Cette précarité peut ainsi décourager beaucoup de candidats. Or, c’est là l’originalité du titre de séjour « métiers en tension » selon Gérald Darmanin et Olivier Dussopt : sa demande reposerait sur l’employé, pas sur l’employeur. Et ce, parce que l’employeur peut « trouver un intérêt » à maintenir les travailleurs dans la clandestinité, a rappelé à juste titre le ministre du Travail. Des situations d’exploitation que l’on retrouve dans le bâtiment, la restauration ou encore la logistique comme chez DPD, filiale de La Poste.

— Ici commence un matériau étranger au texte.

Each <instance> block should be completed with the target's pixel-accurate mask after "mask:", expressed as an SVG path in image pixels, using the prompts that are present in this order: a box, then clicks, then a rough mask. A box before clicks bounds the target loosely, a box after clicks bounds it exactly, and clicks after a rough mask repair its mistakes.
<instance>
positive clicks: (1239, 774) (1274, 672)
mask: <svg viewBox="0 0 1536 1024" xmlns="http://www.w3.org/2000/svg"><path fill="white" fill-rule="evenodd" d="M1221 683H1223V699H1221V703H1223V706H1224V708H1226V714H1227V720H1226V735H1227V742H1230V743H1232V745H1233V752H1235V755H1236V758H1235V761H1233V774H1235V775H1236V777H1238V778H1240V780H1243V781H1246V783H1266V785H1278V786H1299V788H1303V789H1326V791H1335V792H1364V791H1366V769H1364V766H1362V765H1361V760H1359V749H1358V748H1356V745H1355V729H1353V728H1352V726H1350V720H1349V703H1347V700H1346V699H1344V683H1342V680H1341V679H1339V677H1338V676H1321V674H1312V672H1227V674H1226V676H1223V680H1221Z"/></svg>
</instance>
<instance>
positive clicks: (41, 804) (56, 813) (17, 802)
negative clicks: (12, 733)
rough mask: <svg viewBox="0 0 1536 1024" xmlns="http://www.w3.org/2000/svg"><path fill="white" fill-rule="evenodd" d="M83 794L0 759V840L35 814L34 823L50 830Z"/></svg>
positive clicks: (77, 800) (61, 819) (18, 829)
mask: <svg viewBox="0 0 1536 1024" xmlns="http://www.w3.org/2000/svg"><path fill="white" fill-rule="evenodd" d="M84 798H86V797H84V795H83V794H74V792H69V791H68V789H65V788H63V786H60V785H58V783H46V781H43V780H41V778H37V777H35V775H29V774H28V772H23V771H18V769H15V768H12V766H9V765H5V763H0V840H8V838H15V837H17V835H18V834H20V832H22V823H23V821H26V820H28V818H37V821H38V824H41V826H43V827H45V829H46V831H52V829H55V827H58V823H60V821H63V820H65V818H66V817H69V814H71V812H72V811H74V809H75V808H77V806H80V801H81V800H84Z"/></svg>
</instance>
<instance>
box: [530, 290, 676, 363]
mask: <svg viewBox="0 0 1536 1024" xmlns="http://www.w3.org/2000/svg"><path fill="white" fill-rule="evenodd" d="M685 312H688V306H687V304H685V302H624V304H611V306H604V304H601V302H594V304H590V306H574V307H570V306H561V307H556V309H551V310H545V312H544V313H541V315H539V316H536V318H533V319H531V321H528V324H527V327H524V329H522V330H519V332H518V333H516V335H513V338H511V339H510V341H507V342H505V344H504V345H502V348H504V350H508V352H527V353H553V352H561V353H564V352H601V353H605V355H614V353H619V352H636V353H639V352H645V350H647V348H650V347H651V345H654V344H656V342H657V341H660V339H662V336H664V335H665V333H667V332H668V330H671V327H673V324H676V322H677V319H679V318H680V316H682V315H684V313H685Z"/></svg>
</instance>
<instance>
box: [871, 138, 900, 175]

Ceci étant, même cet argument interroge : « c’est déjà l’employé qui dépose sa demande en préfecture », observe Fanélie Carrey-Conte. « Et ce, en produisant un dossier dans lequel figure notamment des documents produits par l’employeur. »

Grève des sans-papiers de La Poste : « Des gens avec des papiers ne feraient jamais ce travail »

Les démarches de régularisation par le travail sont actuellement encadrées par la circulaire Valls de 2012. Celle-ci rend possible l’obtention d’une carte de séjour « travailleur temporaire » pour un CDD (valable le temps de ce CDD) ou d’une carte « salarié » pour un CDI (valable un an, renouvelable). Or, si les nouvelles modalités souhaitées par le gouvernement sont adoptées telles quelles début 2023, « on a la crainte que ce soit encore moins favorable que la circulaire Valls, qui permet la régularisation pour tout type de métier. On serait sur quelque chose de plus restrictif », s’inquiète Fanélie Carrey-Conte.

Par ailleurs, il existe aussi déjà des listes de « métiers en tension ». Elles sont régionales. « Que se passera-t-il si une personne change de région ? Ou de travail ? », questionne encore Fanélie Carrey-Conte. « Elle perd son droit au séjour et on la jette ? »

Ces listes seront mises à jour début 2023, a promis Olivier Dussopt. Elles permettent déjà de faciliter la délivrance d’autorisations de travail pour des employés étrangers. « Si un métier est en tension, on considère qu’on ne peut pas opposer la situation de l’emploi à l’employeur qui veut embaucher un ressortissant non-européen », explique Virginie Guiraudon. D’ordinaire, l’administration peut opposer la situation de l’emploi, c’est-à-dire considérer que des travailleurs français au chômage pourraient occuper ce poste, à tout employeur désireux d’embaucher un travailleur étranger. Pour les « métiers en tension », les choses sont donc déjà bien plus souples.

 

Réduire les délais en préfectures, régulariser plus tôt et plus longtemps

 

 

En somme, il existe d’ores et déjà plusieurs dispositifs législatifs qui permettent aux personnes étrangères d’accéder à des autorisations de travail ou à des titres de séjour. « Aujourd’hui ce qui bloque, ce sont les préfectures, pas les employeurs », considère Virginie Guiraudon. Partout sur le territoire, et particulièrement en Île-de-France, les délais d’attente avant de décrocher un rendez-vous en préfecture s’allongent. La dématérialisation croissante pénalise également de nombreuses personnes souhaitant acquérir ou renouveler un titre de séjour.

« On fabrique des sans-papiers. On fait tout pour que les gens ne soient pas régularisés », rappelle la directrice de recherche au CNRS. L’enjeu principal est donc, à ses yeux, « la mise en oeuvre » des textes réglementaires en vigueur. Et cela, « ça relève des instructions aux préfectures ; pas d’une loi ». 

De son côté, La Cimade prône depuis toujours une régularisation « large et durable » de toutes les personnes sans-papiers. « On est pas favorable à une approche par catégorie, ni sur une approche uniquement par le travail », soutient Fanélie Carrey-Conte. Jean-Claude Lenoir de l’association Salam propose par exemple une carte de séjour temporaire, « mais de 3 ou 5 ans, pour pouvoir travailler et s’intégrer. Au bout de ce délai, là il pourrait y avoir un bilan sur la manière dont ça se passe et discuter d’une prolongation ou d’un statut de réfugié », défend-il auprès de France 3. « Cela aurait l’avantage de vider les campements et les rues de ce public ».